Evaluating Relaxations of Logic for Neural Networks: A Comprehensive Study
This work addresses the challenge of effectively integrating symbolic knowledge into neural models for improved performance in low-data scenarios, providing practical guidelines for researchers and practitioners in machine learning.
The paper tackles the problem of selecting the best logical relaxation for incorporating symbolic knowledge into neural networks, finding that the Lukasiewicz t-norm performs best theoretically for preserving tautologies, while the product t-norm achieves superior predictive performance empirically on text chunking and digit recognition tasks.

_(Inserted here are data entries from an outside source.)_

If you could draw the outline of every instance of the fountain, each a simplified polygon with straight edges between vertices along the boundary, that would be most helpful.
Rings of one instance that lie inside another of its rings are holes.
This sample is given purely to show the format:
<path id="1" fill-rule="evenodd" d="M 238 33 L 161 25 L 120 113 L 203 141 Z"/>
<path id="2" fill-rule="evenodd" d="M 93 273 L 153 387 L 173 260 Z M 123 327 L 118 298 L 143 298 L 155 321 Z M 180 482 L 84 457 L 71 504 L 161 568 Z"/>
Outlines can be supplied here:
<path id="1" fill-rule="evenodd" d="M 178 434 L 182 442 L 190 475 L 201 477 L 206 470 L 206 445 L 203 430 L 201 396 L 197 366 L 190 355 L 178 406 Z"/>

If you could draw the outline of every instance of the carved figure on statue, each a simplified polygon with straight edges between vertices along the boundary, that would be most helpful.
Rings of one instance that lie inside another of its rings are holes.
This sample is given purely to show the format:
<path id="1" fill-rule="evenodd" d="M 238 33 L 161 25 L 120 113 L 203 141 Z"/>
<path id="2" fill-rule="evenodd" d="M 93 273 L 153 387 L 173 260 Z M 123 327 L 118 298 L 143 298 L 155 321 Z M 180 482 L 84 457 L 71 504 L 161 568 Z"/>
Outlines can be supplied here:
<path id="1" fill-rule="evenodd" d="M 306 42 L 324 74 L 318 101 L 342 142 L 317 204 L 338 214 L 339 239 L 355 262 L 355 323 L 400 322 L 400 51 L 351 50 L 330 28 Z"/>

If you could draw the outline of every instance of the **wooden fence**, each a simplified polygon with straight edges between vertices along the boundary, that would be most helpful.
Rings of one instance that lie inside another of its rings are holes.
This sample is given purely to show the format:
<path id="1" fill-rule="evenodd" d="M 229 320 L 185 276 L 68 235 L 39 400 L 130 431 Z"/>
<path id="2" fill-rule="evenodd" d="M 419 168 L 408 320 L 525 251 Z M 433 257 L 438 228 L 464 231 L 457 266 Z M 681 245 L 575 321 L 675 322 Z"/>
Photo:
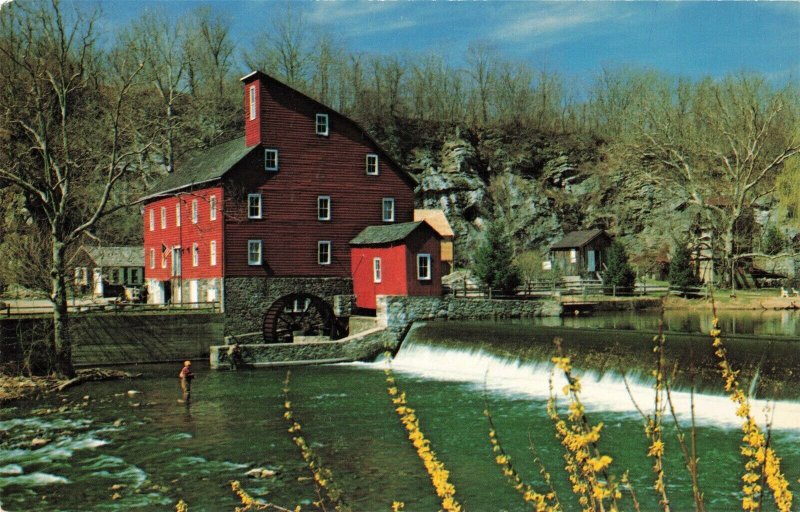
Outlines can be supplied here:
<path id="1" fill-rule="evenodd" d="M 454 297 L 494 298 L 494 299 L 535 299 L 540 297 L 555 297 L 580 295 L 608 295 L 614 297 L 661 297 L 667 294 L 696 295 L 706 293 L 705 287 L 692 288 L 691 290 L 678 290 L 669 286 L 654 286 L 647 283 L 637 283 L 633 289 L 619 289 L 616 286 L 604 285 L 599 279 L 574 279 L 559 281 L 529 281 L 518 286 L 513 293 L 502 290 L 490 290 L 484 286 L 463 281 L 444 286 L 445 293 Z"/>

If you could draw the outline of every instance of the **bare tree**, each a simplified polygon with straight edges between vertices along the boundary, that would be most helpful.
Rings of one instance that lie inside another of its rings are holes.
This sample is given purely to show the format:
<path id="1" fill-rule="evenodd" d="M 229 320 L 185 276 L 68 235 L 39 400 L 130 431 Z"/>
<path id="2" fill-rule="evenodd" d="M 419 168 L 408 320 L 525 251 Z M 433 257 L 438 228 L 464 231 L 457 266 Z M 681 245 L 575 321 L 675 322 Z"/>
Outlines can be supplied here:
<path id="1" fill-rule="evenodd" d="M 0 180 L 24 194 L 47 235 L 55 370 L 64 376 L 74 374 L 65 254 L 116 207 L 112 192 L 134 160 L 121 122 L 141 66 L 101 85 L 94 22 L 65 15 L 57 0 L 0 11 L 8 71 L 0 110 L 14 141 L 0 160 Z"/>
<path id="2" fill-rule="evenodd" d="M 654 178 L 679 187 L 703 212 L 724 268 L 732 270 L 750 252 L 736 244 L 745 214 L 773 192 L 778 174 L 800 152 L 798 105 L 763 79 L 739 75 L 679 82 L 644 112 L 634 151 Z"/>
<path id="3" fill-rule="evenodd" d="M 484 125 L 489 122 L 489 101 L 495 78 L 496 58 L 496 50 L 489 43 L 476 41 L 467 47 L 468 72 L 475 82 L 480 121 Z"/>

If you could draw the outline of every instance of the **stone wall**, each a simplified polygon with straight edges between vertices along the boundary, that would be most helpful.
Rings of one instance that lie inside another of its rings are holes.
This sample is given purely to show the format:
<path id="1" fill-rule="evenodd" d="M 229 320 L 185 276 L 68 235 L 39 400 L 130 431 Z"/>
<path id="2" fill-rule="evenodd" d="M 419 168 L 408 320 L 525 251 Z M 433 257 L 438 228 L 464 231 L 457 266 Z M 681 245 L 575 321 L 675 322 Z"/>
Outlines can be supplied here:
<path id="1" fill-rule="evenodd" d="M 402 337 L 417 320 L 559 316 L 561 310 L 561 303 L 551 299 L 491 300 L 380 295 L 377 316 L 390 331 Z"/>
<path id="2" fill-rule="evenodd" d="M 260 332 L 264 313 L 290 293 L 309 293 L 333 306 L 336 295 L 351 295 L 353 280 L 344 277 L 229 277 L 225 279 L 225 335 Z"/>
<path id="3" fill-rule="evenodd" d="M 102 313 L 71 315 L 76 365 L 155 363 L 200 359 L 222 339 L 222 315 L 211 313 Z M 52 320 L 2 319 L 0 362 L 18 361 L 52 332 Z"/>

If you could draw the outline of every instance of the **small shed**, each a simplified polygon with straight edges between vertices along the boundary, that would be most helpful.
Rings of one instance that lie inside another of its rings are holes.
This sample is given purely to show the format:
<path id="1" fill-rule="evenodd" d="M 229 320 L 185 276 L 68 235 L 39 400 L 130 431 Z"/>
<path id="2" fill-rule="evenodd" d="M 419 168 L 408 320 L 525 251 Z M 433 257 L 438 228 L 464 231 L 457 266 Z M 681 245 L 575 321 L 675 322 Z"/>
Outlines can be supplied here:
<path id="1" fill-rule="evenodd" d="M 441 240 L 425 221 L 365 228 L 350 241 L 356 306 L 374 310 L 378 295 L 441 295 Z"/>
<path id="2" fill-rule="evenodd" d="M 442 254 L 442 275 L 447 275 L 453 271 L 453 239 L 455 233 L 450 223 L 447 222 L 447 216 L 442 210 L 429 210 L 429 209 L 416 209 L 414 210 L 414 221 L 424 220 L 436 230 L 442 237 L 441 254 Z"/>
<path id="3" fill-rule="evenodd" d="M 553 268 L 564 275 L 583 276 L 601 272 L 611 237 L 602 229 L 571 231 L 550 247 Z"/>
<path id="4" fill-rule="evenodd" d="M 127 297 L 144 283 L 144 248 L 81 246 L 72 259 L 77 293 Z"/>

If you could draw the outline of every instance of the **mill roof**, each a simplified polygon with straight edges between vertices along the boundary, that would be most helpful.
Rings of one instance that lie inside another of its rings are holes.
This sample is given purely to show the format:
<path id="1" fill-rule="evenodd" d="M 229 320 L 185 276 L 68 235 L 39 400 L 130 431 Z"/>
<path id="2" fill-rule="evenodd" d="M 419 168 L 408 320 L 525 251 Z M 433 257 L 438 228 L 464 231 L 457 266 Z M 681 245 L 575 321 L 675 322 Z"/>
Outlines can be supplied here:
<path id="1" fill-rule="evenodd" d="M 414 210 L 414 220 L 424 220 L 442 236 L 455 236 L 442 210 Z"/>
<path id="2" fill-rule="evenodd" d="M 175 172 L 164 176 L 144 199 L 218 180 L 257 147 L 259 146 L 245 146 L 244 137 L 238 137 L 205 151 L 198 151 L 178 166 Z"/>
<path id="3" fill-rule="evenodd" d="M 402 222 L 400 224 L 386 224 L 384 226 L 367 226 L 355 238 L 350 240 L 350 245 L 380 245 L 405 240 L 411 233 L 422 225 L 428 226 L 434 234 L 439 236 L 435 229 L 424 220 L 416 222 Z"/>
<path id="4" fill-rule="evenodd" d="M 123 247 L 81 247 L 98 267 L 143 267 L 144 248 Z"/>
<path id="5" fill-rule="evenodd" d="M 604 235 L 605 231 L 602 229 L 587 229 L 584 231 L 570 231 L 564 238 L 550 246 L 553 249 L 574 249 L 576 247 L 583 247 L 600 235 Z"/>

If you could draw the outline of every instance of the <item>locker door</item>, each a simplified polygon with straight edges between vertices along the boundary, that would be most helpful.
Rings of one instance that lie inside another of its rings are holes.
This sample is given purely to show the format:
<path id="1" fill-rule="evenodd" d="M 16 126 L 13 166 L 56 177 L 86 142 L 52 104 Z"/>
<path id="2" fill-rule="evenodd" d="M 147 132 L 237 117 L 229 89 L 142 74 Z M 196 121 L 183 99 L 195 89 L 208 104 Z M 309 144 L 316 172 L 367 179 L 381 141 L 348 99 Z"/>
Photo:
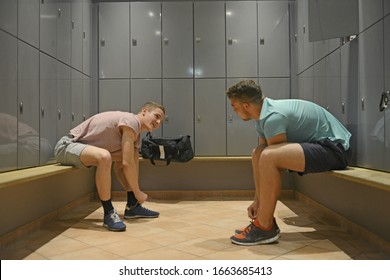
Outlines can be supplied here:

Symbolic knowledge can provide crucial inductive bias for training neural models, especially in low data regimes. A successful strategy for incorporating such knowledge involves relaxing logical statements into sub-differentiable losses for optimization. In this paper, we study the question of how best to relax logical expressions that represent labeled examples and knowledge about a problem; we focus on sub-differentiable t-norm relaxations of logic. We present theoretical and empirical criteria for characterizing which relaxation would perform best in various scenarios. In our theoretical study driven by the goal of preserving tautologies, the Lukasiewicz t-norm performs best. However, in our empirical analysis on the text chunking and digit recognition tasks, the product t-norm achieves best predictive performance. We analyze this apparent discrepancy, and conclude with a list of best practices for defining loss functions via logic.